Stashinsky defected to West Berlin and confessed all to Western authorities, explaining that the KGB threatened to arrest his family if he did not to kill for the Soviet Union.
He also described two laboratories associated with the 13th Department - one produced special weapons and explosives; the other developed poisons and drugs for ‘special tasks’. Despite cooperating with the authorities, Stashinsky was sentenced to eight years in prison. In 1966, he was released on parole, however, and reportedly handed over to the CIA.

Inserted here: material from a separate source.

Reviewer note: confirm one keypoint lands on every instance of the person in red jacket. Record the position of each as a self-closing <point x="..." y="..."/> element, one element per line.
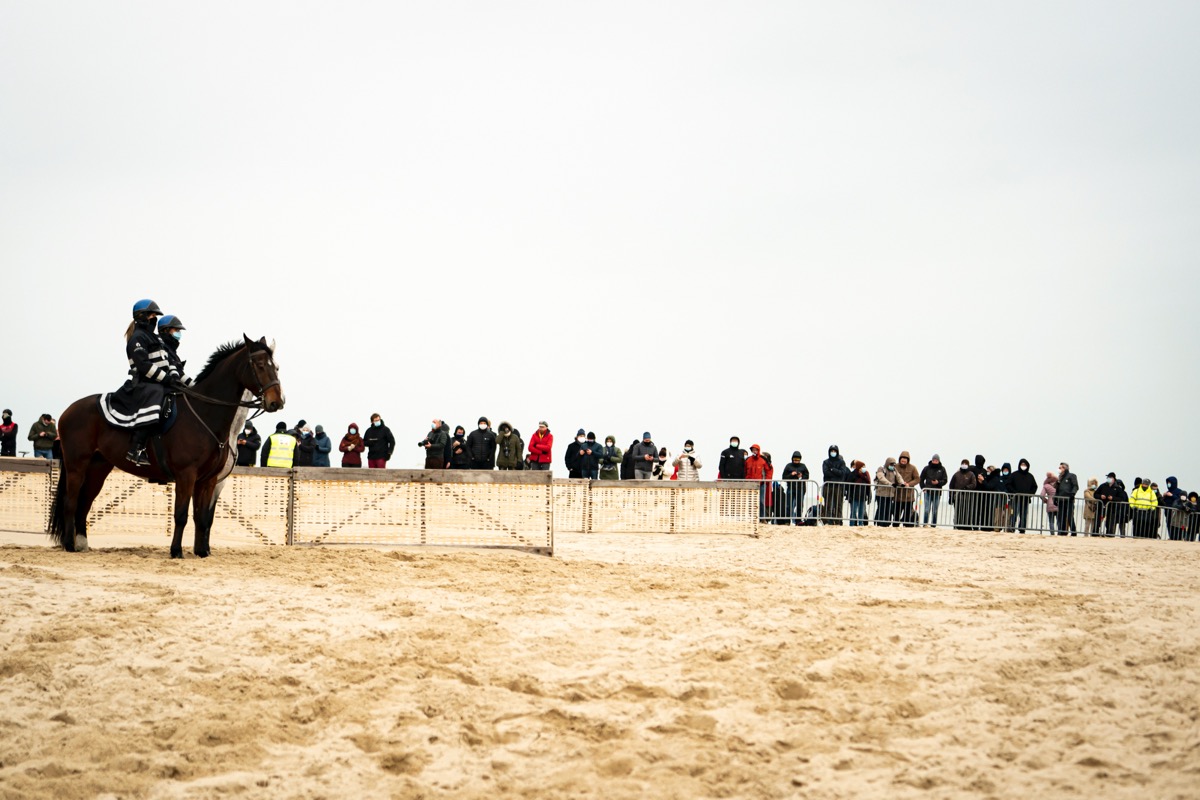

US President John F. Kennedy
There are dozens of conspiracy theories around US President John F. Kennedy’s shooting on November 22, 1963, including at least one involving the Soviet Union. Lee Harvey Oswald, a former US Marine charged with Kennedy’s assassination, had ties to the Soviets. Oswald defected to the USSR, married his Soviet wife Marina, and returned to the US in 1961. Declassified documents show Oswald visited the Soviet Embassy in Mexico City on September 28, 1963, and spoke to Valeriy Kostikov, identified as a member of the KGB ‘assassination department’. Kostikov was a KGB officer involved in an operation evidently sponsored by the 13th Department, CIA documents show.